Accuracy of Sam Bent video criticizing TOR (and PrivacyGuides) on HTTP Header OS spoofing removal?

zyansheep · July 17, 2025, 2:47am

Thanks everyone for commenting!

I assume you mean decrease in entropy (i.e. increase in information). I did some napkin analysis for the increase in information (in bits) for each OS.

Based on the update ping platform statistics found here: Applications – Tor Metrics we can probably form a decent prior that the distribution of desktop TOR users is roughly 600k Windows : 120k Linux : 100k MacOS. Turning these into fractions of total we have:

Windows: 73.17\%
Linux: 14.63\%
MacOS: 12.19\%

Taking the inverse of these we get the multiplier on the likelihood that an adversary will guess correctly in attributing a given new flow to an existing known flow, knowing that OS will be the same.

Windows: 1.36X, Linux: 6.83X, MacOS: 8.2X.

Total average daily users is currently ~2 mil. If we do a very conservative estimate (on the side of Sam Bent’s position) and assume all users disabled javascript, we’d have a base likelihood of an adversary guessing that a given flow was the same source as another flow, it would be 1/2 \text{ million} or about a 0.00005\% chance.

Multiplied by the relevant multipliers, we get:
Windows: 0.00005\% * 1.36 = 0.0000683\% or 1 in 1.4 mil
Linux: 0.00005\% * 6.83 = 0.000341\% or 1 in 293 k
MacOS: 0.00005\% * 8.2 = 0.00041\% or 1 in 243 k

This is probably an insignificant information gain in practice for any real attacks, and I probably didn’t take into account other assumptions that may change this figure up or down. I’d imagine other attacks such as correlation attacks would give much higher informational returns. However I still think it might be nice to be able to join the majority (Windows) if you have JS disabled. Should TOR not try to minimizing information leakage where it can? Beyond UX / Tor detection / blocking, what’s the argument against this being auto-enabled for hidden services or enable-able via a visible user toggle? (Perhaps even one that specifically labeled the bits of information you were likely exposing in exchange for the gain in convenience ).

Edit: Reread your comment, I suppose this is a question for @TorProject . Given this calculation I think Sam Bent is probably blowing this out of proportion, but I’d never say no to slightly improved practical anonymity, so I’d be curious if there were any deeper reasons why it couldn’t be kept for the most paranoid peeps.

jonah · July 17, 2025, 3:15am

In data science entropy quantifies the amount of information in a set, so a user agent having more entropy means it has more identifying information (i.e. it is less ordered). So increase in entropy is correct. The more uniform a user agent is the less entropy it has.

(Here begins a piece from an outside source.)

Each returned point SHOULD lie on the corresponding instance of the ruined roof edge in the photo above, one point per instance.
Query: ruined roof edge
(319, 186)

I mainly point this out because if you choose to do more research into browser fingerprinting on your own you will frequently encounter this “increase in entropy” == “increase in fingerprintability” terminology. That is just how it’s described

Otherwise, your understanding of the math seems to be correct, yes.

I still wouldn’t agree that there is any “improved practical anonymity” to be given back to Tor users though. I think this stems from the same misunderstanding that Mr. Bent has, which is the belief that: previously there was one (OS) bucket, and now there are four.

This is an untrue statement. The reality is that there have always been four buckets of users. One of the labels on those buckets used to match the others and now they don’t, but the buckets themselves were always distinct and distinguishable regardless of the one label.

Once this is understood then I think you realize there has been no practical change in anonymity this entire time, which is also what Tor Project has been saying.

Of course if they could make everyone look like Windows that would indeed be better, nobody is arguing against that. The only point I have ever made is that “everyone looking like Windows” was never the case before, so it isn’t something that Tor has taken away from users. Perhaps someday they will be able to make OS users indistinguishable, and that’d be great.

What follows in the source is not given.